群馬県前橋市で、この写真展を見ました。写真技法を使っての現代アートです。廃業し放置されているガソリンスタンドばかり撮った作品。側溝の、昔でいう“ドブ板”ばかり撮った写真が壁面に延々と続く作品。こういものを見せられると、視野には入っているけど見ていない景色があると理解できます。帰り道ふと気づくと、街に「スローシティ前橋」というフラッグが。往きには気づきませんでした。

・・・・・・・・・・・・・・・・・・・・・・・・・・・・・・・・・・

もと、デパートだったという美術館「アーツ前橋」の建物。おもしろい白い曲線、内部もおしゃれなデザインです。世界で活躍する若手の写真家6人の作品が並ぶ企画展「潜在景色」でした。出迎えてくれたのは、おびただしい“どぶ板”写真。こう表現するのは失礼ですが、それほどに、普段、目にしながら意識して見つめないモノたちです。

道路際の側溝だけでなく、畑の横の水路や、海辺の小さな渡り板まで。どれも確かに「橋」なのでした。何かと何かを繋いでいる。そこを繋ごうと意志を持った人が、何かを置いて繋いでいる。その行為と、それを使って渡っている人々の日常が迫ってきます。

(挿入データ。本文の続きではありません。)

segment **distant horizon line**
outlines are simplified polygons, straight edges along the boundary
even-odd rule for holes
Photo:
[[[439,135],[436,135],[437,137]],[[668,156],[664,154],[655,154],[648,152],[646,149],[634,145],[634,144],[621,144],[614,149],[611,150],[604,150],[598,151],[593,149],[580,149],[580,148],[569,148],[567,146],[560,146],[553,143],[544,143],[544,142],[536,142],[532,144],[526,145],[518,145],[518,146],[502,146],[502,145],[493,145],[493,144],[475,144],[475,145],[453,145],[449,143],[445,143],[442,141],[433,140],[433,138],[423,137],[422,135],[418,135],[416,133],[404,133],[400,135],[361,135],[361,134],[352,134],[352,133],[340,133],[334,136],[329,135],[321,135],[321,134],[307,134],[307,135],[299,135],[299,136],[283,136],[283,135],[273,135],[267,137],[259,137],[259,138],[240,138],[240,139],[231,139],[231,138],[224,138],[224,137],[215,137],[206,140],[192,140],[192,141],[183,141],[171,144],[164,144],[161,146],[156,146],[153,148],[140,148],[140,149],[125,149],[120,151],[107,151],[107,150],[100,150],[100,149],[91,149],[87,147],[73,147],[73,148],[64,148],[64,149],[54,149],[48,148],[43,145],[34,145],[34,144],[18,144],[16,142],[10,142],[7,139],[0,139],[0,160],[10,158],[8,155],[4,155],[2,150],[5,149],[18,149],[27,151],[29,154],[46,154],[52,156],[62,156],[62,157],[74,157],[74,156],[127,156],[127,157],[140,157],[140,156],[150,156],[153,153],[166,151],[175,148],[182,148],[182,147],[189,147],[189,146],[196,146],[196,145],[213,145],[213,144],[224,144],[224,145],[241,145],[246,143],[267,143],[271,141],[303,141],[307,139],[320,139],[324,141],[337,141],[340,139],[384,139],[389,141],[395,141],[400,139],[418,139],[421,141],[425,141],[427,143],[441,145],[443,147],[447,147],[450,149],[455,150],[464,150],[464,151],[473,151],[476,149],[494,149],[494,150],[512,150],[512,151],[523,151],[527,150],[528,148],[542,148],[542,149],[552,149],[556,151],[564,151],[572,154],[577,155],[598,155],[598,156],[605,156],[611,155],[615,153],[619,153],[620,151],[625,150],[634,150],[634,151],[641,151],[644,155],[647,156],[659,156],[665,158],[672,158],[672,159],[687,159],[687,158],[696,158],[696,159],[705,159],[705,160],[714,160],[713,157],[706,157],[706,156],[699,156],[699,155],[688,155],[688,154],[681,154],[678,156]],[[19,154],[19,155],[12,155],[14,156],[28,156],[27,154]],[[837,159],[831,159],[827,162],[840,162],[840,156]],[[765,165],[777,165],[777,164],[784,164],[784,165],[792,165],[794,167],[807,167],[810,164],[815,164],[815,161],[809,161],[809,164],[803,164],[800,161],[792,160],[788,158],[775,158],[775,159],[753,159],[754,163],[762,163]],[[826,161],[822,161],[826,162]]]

こんなパッチワークのような作品もありました。何万枚もの写真を撮って、それを切り張りして作ったコラージュ。あ、東京タワーだ。新宿ののっぽビルだ。うちはどこだろう?と見ながら、普段見えないこうした様々な風景が、瞬間が、毎日同時に起こり、今を作っているということがわかります。このコラージュのような時間の連続が、流れているわけです。

同じ手法でイタリアのある川を表し、掛け軸の様に仕立てた作品も。こういう表現をずっと続けている作者のパワーに驚きました。

廃業したガソリンスタンドがずらり。この作者は、パイプラインを撮っている人でもあります。地球上に延々と張り巡らされたパイプライン。そこを通って運ばれた燃料の行きつく果ては・・・。人口の減った田舎には、経営できなくなったガソリンスタンドがこうしてよくありますが、最後はパイプラインの先端は最後にこのようなことになっている。成長ばかりを考えてきた世の中の末路を考えます。壊して、安全な土に戻すにもお金がかかるから放置して、みんなで見ないことにする。そんな風景なのでしょう。全国60箇所の廃スタンドが並んでいました。

古いサッシの窓や、扉に写真を焼き付けた作品。この窓や扉の向こうには、違う時間があるかのように思えます。